Zur Erstellung der C-Funktionen lässt sich die gewohnte und schon im Entwicklungsprozess eingesetzte Umgebung nutzen. Die Entwickler brauchen sich also nicht in ein neues Tool einzuarbeiten. Der kompilierte Code muss im standardisierten ELF-Format (Executable and Linking Format) vorliegen. Diese plattformunabhängige Lösung wird von vielen bekannten Programmiersprachen supportet. Durch die Verwendung von Standard-Entwicklungssystemen und -Programmiersprachen sowie standardisierten Dateiformaten können während der Entwicklung ebenfalls Standard-Tools zur Unterstützung eingesetzt werden, die z.B. nicht für IEC61131-3-basierte Programme verfügbar sind. Darunter fallen unter anderem Software-Werkzeuge zur Messung der Code-Abdeckung (Code Coverage), Software zur Feststellung der Testabdeckung oder lediglich einfache Anbindungen an Versionsmanagementsysteme wie GIT oder Subversion. Aus der Nutzung von Standard-Entwicklungssystemen resultiert darüber hinaus der Vorteil, dass sich das Programm mit einfachen Mitteln überprüfen lässt. Die zu generierenden Funktionen müssen allerdings gemäß den einschlägigen Normen – wie der IEC61508 – in der Full Variability Language (FVL) entwickelt werden. Dazu bietet sich häufig die Beauftragung eines geeigneten Dienstleisters an, der die Aufgabenstellung im Rahmen eines passenden Entwicklungsprozesses realisiert. Der erarbeitete Code muss anschließend in der richtigen Form mit der sicherheitsbezogenen Anwenderapplikation an die Steuerung gesendet werden können. Die Engineering-Software PLCnext Engineer des offenen Ecosystems PLCnext Technology stellt zu diesem Zweck ein zusätzliches Add-in bereit, das es dem Ersteller der sicherheitsgerichteten Funktionen erlaubt, eine abgeschlossene Bibliothek zu erzeugen. Dies geschieht innerhalb von PLCnext Engineer mit wenigen Mausklicks.

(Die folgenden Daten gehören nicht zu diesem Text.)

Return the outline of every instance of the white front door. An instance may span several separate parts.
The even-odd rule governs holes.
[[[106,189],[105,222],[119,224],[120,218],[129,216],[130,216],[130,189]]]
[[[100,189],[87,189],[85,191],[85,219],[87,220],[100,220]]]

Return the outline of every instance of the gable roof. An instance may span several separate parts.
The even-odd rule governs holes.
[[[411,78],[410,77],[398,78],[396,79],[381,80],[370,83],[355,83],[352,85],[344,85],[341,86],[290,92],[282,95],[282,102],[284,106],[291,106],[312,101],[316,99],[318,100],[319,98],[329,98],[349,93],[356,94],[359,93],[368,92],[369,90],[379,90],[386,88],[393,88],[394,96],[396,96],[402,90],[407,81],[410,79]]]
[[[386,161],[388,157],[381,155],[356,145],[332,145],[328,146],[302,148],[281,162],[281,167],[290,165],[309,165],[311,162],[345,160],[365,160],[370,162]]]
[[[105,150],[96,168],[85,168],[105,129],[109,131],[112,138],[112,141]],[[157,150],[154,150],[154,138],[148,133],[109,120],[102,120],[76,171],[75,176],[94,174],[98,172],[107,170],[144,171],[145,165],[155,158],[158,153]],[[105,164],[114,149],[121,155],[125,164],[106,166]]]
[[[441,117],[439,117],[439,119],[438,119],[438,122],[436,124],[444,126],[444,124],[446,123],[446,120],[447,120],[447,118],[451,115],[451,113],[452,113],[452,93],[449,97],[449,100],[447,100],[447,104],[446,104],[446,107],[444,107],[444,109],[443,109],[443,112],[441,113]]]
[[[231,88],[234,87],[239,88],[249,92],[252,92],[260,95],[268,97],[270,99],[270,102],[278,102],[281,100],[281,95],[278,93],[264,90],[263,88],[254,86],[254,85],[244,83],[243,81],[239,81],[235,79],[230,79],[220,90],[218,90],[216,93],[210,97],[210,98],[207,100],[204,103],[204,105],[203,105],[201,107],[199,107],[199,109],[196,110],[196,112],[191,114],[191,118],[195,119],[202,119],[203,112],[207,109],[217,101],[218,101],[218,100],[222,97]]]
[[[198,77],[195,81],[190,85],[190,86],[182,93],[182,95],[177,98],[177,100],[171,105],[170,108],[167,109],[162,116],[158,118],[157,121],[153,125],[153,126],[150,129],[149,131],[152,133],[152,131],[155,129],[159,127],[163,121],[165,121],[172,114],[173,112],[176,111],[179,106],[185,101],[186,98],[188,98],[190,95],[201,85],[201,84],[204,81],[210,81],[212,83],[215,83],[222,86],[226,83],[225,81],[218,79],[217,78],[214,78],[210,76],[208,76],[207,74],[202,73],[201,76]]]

 Mit dem digitalen Marktplatz PLCnext Store stellt Phoenix Contact eine einfache Möglichkeit für die Verbreitung von Bibliotheken mit Funktionsbausteinen zur Verfügung.

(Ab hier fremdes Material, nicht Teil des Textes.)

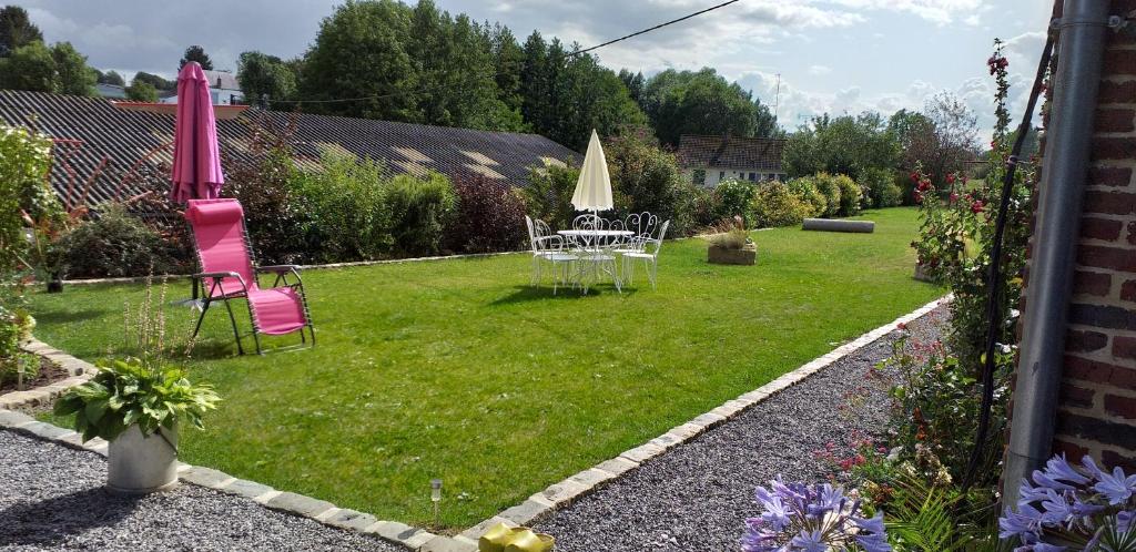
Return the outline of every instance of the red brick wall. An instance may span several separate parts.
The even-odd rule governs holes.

Mit dem digitalen Marktplatz PLCnext Store stellt Phoenix Contact eine einfache Möglichkeit für die Verbreitung von Bibliotheken mit Funktionsbausteinen zur Verfügung.Bild: Phoenix Contact Deutschland GmbH

Beigefügtes Zertifikat

Um sicherzustellen, dass der Erzeuger der Bibliothek sowie der Code jederzeit identifizierbar ist, muss der Bibliothek ein Zertifikat beigefügt werden. Dieser Mechanismus stellt nach heutigen Maßstäben die beste Variante der Security-Absicherung dar. Die fertiggestellte Bibliothek lässt sich mit der in PLCnext Engineer enthaltenen Simulation der Sicherheitssteuerung sogar testen. Außerdem kann der Code über das verwendete Entwicklungssystem – wie etwa Visual Studio – anwenderfreundlich geprüft und von Fehlern befreit werden. Die eigens entwickelten Funktionen erweisen sich meist als Differenzierung zu anderen Anbietern. Durch die abgeschlossenen Bibliotheken, die nicht automatisch an jeden Steuerungsanwender geliefert werden, bleibt dem Hersteller der komplexen Funktionalität ein Wettbewerbsvorteil erhalten.